Une journée mondiale pour les zones humides

Le 01/02/2019
Étangs, lagunes, marais salants, mares, marais, tourbières, vallées alluviales, prairies inondables... Les zones humides sont des espaces de transition…

Chaque année, le 2 février, date anniversaire de la Convention internationale sur les zones humides, la « Convention de Ramsar », du nom de la ville iranienne où elle a été adoptée en 1971.
Cette convention a pour mission : « la conservation et l’utilisation rationnelle des zones humides par des actions locales, régionales et nationales et par la coopération internationale, en tant
que contribution à la réalisation du développement durable dans le monde entier ». En ce début d’année 2019, 170 pays ont désigné 2 331 zones humides d’importance internationale « Ramsar » cela représente près de 250 millions d’hectares à travers le monde.

Des zones humides utiles, mais menacées

A l’échelle mondiale, près des 2/3 des zones humides ont disparu depuis 1900, quasiment 9 sur 10 si l’on remonte à 1700. En France, on estime que la moitié d’entre elles ont disparu entre 1960 et 1990. Elles continuent de disparaître ou de se dégrader du fait des pressions qu’elles subissent, largement imputables à l’Homme : surexploitation des ressources en eau, pollutions, fréquentation humaine mal gérée, drainage ou comblement lié à un développement urbain non maîtrisé…
Pourtant, les zones humides rendent de nombreux services à l’Homme, notamment en termes de régulation des volumes d’eau lors d’évènements climatiques extrêmes et de piégeage du carbone.
Ainsi, elles contribuent à la prévention des risques naturels et à la régulation du climat.

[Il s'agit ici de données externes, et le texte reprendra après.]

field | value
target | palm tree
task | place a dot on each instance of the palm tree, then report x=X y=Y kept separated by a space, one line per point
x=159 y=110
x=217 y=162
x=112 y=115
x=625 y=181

Le thème 2019 : les zones humides et le changement climatique

Les zones humides préservées offrent de nombreux bénéfices et sont de véritables atouts, en particulier sur le littoral méditerranéen caractérisé par des évènements climatiques extrêmes et une forte concentration de territoires artificialisés et de population.
Les zones humides atténuent les effets du changement climatique.
En stockant efficacement le carbone atmosphérique, les marais littoraux régulent le climat à long terme.
Par leur rôle d’éponge, les zones humides protègent des effets d’évènements climatiques extrêmes. Elles aident à contrôler les inondations liées aux violents orages et, à l’inverse, permettent de soutenir les étiages quand l’eau vient à manquer durant les étés trop secs. Les vasières, prés salés, lagunes, les dunes et marais salants contribuent à protéger la côte de la force des vagues, de l’érosion, de l’élévation de la mer et des submersions marines.
Ainsi, ces milieux humides sont de véritables infrastructures naturelles gratuites.
Elles renforcent la résilience des territoires tout en préservant la biodiversité.